Kadınlarımıza yapılan şiddet ve cinayetlerin de çarpıcı artış gösterdiği ülkemizde, mücadele yöntemleri tartışılırken ;
Kazandığımız haklarımızın ortadan kaldırılmasına yol açacak yasal değişikliklerin yapılması, kullanılan dilin ve yapılan açıklamaların kadın haklarına aykırı olması, yapılan her türlü mücadeleyi engellemektedir.
Her şeyden önce kadının birey olduğunun kabulunu sağlayacak toplumsal zihniyet değişikliği sağlanarak kadına bakış açısının dönüştürmek zorunluluktur.

Cinsiyeti nedeniyle toplumun yarısı şiddet ve cinayetlere maruz bırakılıyorsa ve bu durum normalleştirilmek isteniyorsa, buna daha yüksek sesle “DUR” demek zorundayız.

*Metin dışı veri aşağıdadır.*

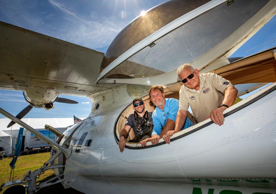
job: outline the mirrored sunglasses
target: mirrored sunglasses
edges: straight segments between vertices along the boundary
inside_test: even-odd
[[[187,82],[188,81],[188,80],[187,79],[191,79],[193,77],[194,75],[193,74],[195,73],[195,71],[193,71],[193,72],[192,73],[190,74],[188,76],[188,77],[187,77],[187,78],[185,78],[183,80],[181,81],[182,83],[185,83]]]
[[[144,104],[144,102],[140,102],[139,103],[136,103],[136,104],[135,104],[133,105],[133,106],[134,107],[137,107],[138,106],[138,105],[140,105],[140,106],[142,106]]]

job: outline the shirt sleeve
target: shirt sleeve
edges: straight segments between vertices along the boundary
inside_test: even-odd
[[[153,121],[153,129],[152,130],[152,136],[154,135],[159,135],[162,131],[161,123],[158,119],[156,114],[153,114],[152,118],[152,121]]]
[[[169,114],[168,118],[175,122],[176,115],[179,108],[179,101],[177,99],[172,99],[170,102]]]
[[[187,111],[189,108],[189,102],[185,96],[183,91],[184,86],[181,87],[179,91],[179,110]]]
[[[131,115],[130,115],[129,117],[127,117],[127,119],[126,119],[126,124],[124,125],[128,125],[132,127],[133,123],[132,123],[132,121],[131,120]]]
[[[213,73],[213,84],[217,90],[223,94],[224,90],[233,84],[230,81],[215,73]]]

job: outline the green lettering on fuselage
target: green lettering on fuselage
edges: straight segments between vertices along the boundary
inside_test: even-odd
[[[209,189],[208,190],[208,194],[214,194],[213,189]],[[193,187],[193,194],[202,194],[201,189],[198,187]]]
[[[208,190],[208,193],[207,194],[214,194],[214,189],[209,189]],[[193,187],[193,188],[192,194],[206,194],[202,193],[201,188],[198,187]],[[219,192],[219,194],[242,194],[240,191],[234,190],[223,190]],[[257,192],[253,193],[252,194],[273,194],[270,193],[261,193]]]
[[[238,191],[223,190],[219,192],[219,194],[242,194],[242,193]]]

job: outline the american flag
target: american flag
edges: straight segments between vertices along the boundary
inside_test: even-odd
[[[77,117],[76,117],[75,116],[75,115],[74,115],[74,124],[75,124],[76,123],[78,122],[79,122],[81,121],[81,119],[79,119]]]

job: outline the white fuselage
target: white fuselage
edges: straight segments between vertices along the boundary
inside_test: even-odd
[[[122,184],[118,178],[160,182],[165,178],[172,182],[190,182],[191,179],[274,178],[276,91],[245,105],[263,92],[229,109],[231,112],[245,106],[227,116],[222,126],[207,120],[187,129],[188,135],[181,132],[177,135],[184,136],[169,144],[143,148],[133,145],[122,153],[114,136],[114,123],[130,102],[113,109],[110,107],[108,111],[84,121],[73,135],[72,152],[64,170],[65,185],[89,193],[87,187],[90,186],[83,183],[93,180],[98,183],[116,180]],[[74,145],[72,142],[86,132],[88,134],[78,148],[79,153],[75,152],[78,142]],[[93,140],[91,146],[84,146],[89,139]]]

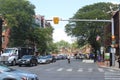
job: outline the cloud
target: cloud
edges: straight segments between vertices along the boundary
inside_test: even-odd
[[[69,43],[72,43],[72,38],[70,36],[67,36],[67,34],[64,32],[63,29],[54,30],[53,39],[54,39],[54,42],[64,40]]]

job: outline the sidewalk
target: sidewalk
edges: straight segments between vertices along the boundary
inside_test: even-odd
[[[96,62],[99,67],[104,67],[104,68],[111,68],[111,69],[116,69],[120,70],[118,62],[115,61],[114,66],[110,66],[109,61],[104,61],[104,62]]]

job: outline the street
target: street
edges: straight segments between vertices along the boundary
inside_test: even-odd
[[[34,67],[10,67],[35,73],[40,80],[120,80],[119,70],[100,68],[96,63],[83,63],[75,59],[70,64],[67,60],[58,60]]]

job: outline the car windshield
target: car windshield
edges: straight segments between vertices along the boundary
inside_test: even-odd
[[[23,57],[22,57],[22,59],[30,59],[32,57],[32,55],[24,55]]]
[[[0,64],[0,71],[1,72],[8,72],[8,71],[13,71],[14,69],[7,67],[6,65]]]
[[[15,49],[5,49],[3,53],[14,53]]]

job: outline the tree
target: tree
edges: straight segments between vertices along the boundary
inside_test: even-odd
[[[11,28],[9,46],[25,46],[33,24],[35,6],[27,0],[0,0],[0,13]]]
[[[93,5],[87,5],[79,9],[72,17],[74,19],[111,19],[110,6],[113,10],[118,8],[117,4],[112,3],[95,3]],[[73,25],[74,23],[74,25]],[[72,25],[71,25],[72,24]],[[69,22],[66,27],[68,35],[75,36],[79,46],[90,44],[95,50],[98,50],[101,46],[101,42],[96,41],[96,36],[103,37],[103,26],[108,23],[104,22]]]

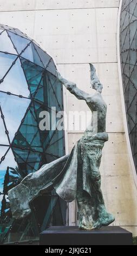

Çünkü ;

- Ayrımcı tutumlar nedeniyle toplumsal yaşamdan soyutlanan,
- Eğitimde, istihdamda ikinci plana atılan,
- Yönetim yerine yönetilmeye layık görülen,
- Yaşam hakkı elinden alınan, şiddeti en derinden yaşayan tüm kadınlara karşı sorumluyuz,
- Artık sayılarla ifade edilmek istemiyoruz. Çünkü bugün sayılara lanet okuyanlar, yarın şiddet uyguluyor.
- Günlere sığdırılmak istemiyoruz. Bugünlerde diyecek bir çift sözü olanlar, günün sonunda unutup bildiklerini okuyor.
- İyi hal indirimi istemiyoruz. Çünkü öldüresiye şiddeti yaşatanlar aramızda dolaşıyor.
- Yarının kurbanı olmak istemiyoruz. Çünkü şiddet bir hak ihlalidir ve hiç haklı gerekçesi olamaz, yoktur.
Eril zihniyetin yarattığı şiddet kültürüyle karşı karşıya kalmak istemiyoruz. Buna son verilmesi için çağrı ve haklı taleplerimizi bir kez daha tekrarlıyor,

25 Kasım Kadına Yönelik Şiddete karşı Uluslararası Mücadele ve Dayanışma Gününde, şiddete uğramayacağımız, öldürülmeyeceğimiz, çocuklarımızın zarar görmeyeceği , haklarımızın ihlal edilmeyeceği bir dünya için mücadele ve dayanışmadan vazgeçmeyeceğiz.